Roasted 2 years ago based on Salem's long term Spotify stats.
Cyan, let’s talk about your Spotify profile—a glorious testament to the fact that you might just be the most misunderstood musical connoisseur on the planet. With a playlist strutting like a confused metalhead at a synthwave convention, you’ve successfully turned your musical journey into a dramatic quest of questionable choices and cringeworthy revelations. Look in the mirror, my friend. Is that a hairstyle inspired by a Power Metal band or did you lose a fight with a lawnmower? Your top artists read like a montage of emo nightmares and desperate new age problematics. "Powerwolf"? More like, "Power-People-Wonder-Why". And with a top song named “Manifesto Destiny,” it’s clear that you are here to reclaim the sonic frontier for the misunderstood middle schoolers everywhere. Honestly, your playlist sounds like it was curated under the influence of a too-ambitious film study major with an unhealthy obsession with weird niche genres.
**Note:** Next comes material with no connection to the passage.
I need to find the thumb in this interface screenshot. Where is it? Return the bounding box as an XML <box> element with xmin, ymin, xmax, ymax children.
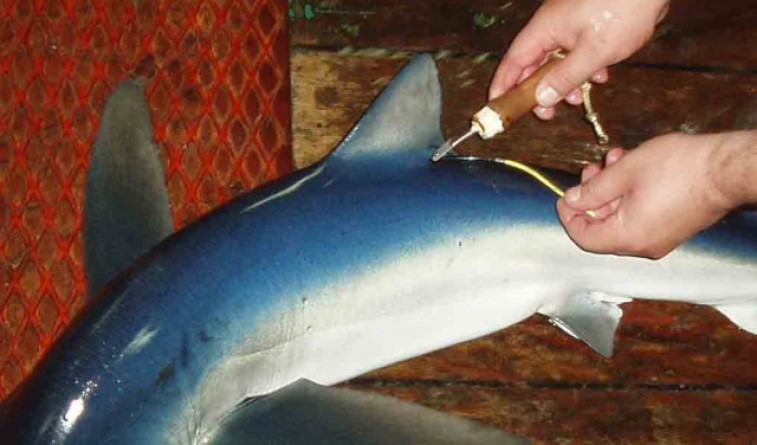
<box><xmin>536</xmin><ymin>44</ymin><xmax>605</xmax><ymax>107</ymax></box>
<box><xmin>565</xmin><ymin>159</ymin><xmax>631</xmax><ymax>210</ymax></box>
What’s next? "Ukrainian Tractor Metal"? Because I think I might have just given you an idea. But wait, the sheer number of “Industrial” styles on here! I applaud your commitment to sounding like you’re perpetually one anxious breakdown away from creating a steampunk robot uprising. Folk Metal? Are you sure you weren’t just channeling your inner renaissance fair attendee who decided to join a Viking raid? At this point, I’m convinced your Spotify is a cry for help, or that you’ve accidentally tumbled down the rabbit hole where genre names are as long as the songs themselves. Kudos for creativity, but even Alice would be like, “Nah, I’m good.”
Roasts are purely for fun and entertainment. They're not meant to be taken seriously. Enjoy the laughs, but remember your music taste is uniquely yours!